Now, while working with AVL Trees, you may wonder how we enforce this height balance. The method is quite simple: we change the root of the node whenever the tree goes out of balance. For a simple example, consider the tree containing three elements: 5, 6 and 7. Now these can be put into a binary tree in three ways:
We see that all three ways are valid BSTs, with elements on the left less than elements on the right. However, out of the three, only the middle one is a valid AVL Tree, or is well-balanced. Therefore, as a rule of thumb, we try to make the horizontally middling value as the root of the tree whenever balancing is concerned.

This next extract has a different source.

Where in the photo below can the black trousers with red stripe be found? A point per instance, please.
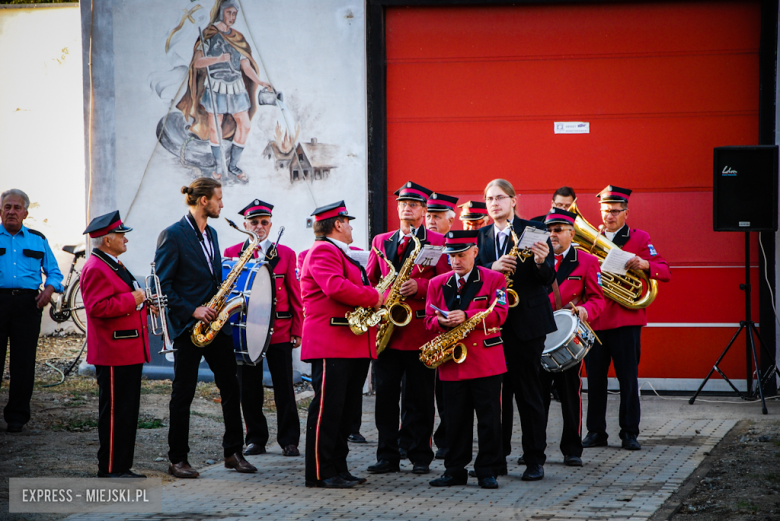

How that is done is beyond the scope of this post. For now, however, know that this is what we must ensure when dealing with AVL Trees. Just like normal BSTs, an AVL Tree must satisfy the AVL Property at all stages (along with the BST Property itself... AVL Trees are subsets of BSTs).
Worst Case Scenarios
Even in an AVL Tree, there IS a worst case of O lg(n)
. We will see that this case appears quite definitely in one particular form of an AVL Tree: one where no node has balance factor 0. In other words, the tree is as staggered as it can get: every node has a balance factor of either 1 or -1. This sort of tree is called a Fibonacci Tree and looks sorta like this:
I did not make the above image. This is from Wikipedia. Either way, that shouldn't matter.
For those of you who are too dense to realize it, every node shows the height and not the balance factor of itself in the above image. The balance factor of each node above (except the leaf nodes) is 1.
These nodes have the worst case of O (lg n)
. Why that is so will be explained when I cover insertion on this blog. Until then, know that AVL Trees, in general, are best suited for purposes where you have a (mostly) static tree in which you do loads of searches. For trees where you modify stuff more often, you use the big brother of all binary trees, the Almighty Red-Black Tree, which I am almost scared to write about because there is so much to write there.
But until then, I have two more posts to go regarding AVL Trees themselves, so I'm gonna get right to that. Meanwhile you guys can go Google it or something. Stay alive, stay alert, keep learning.
PS: That was totally lame.
PPS: I know I have a lot more posts to catch up on (4 more in my reckoning), but I've been having internet troubles for a day or so, so I'm really sorry about that. Plus, my original resolution requires me to learn a new concept everyday, which I am doing. These concepts I am blogging currently are stuff I have learnt back during my semester. The newer concepts are going into the queue and will be here later. 'Til then, ciao!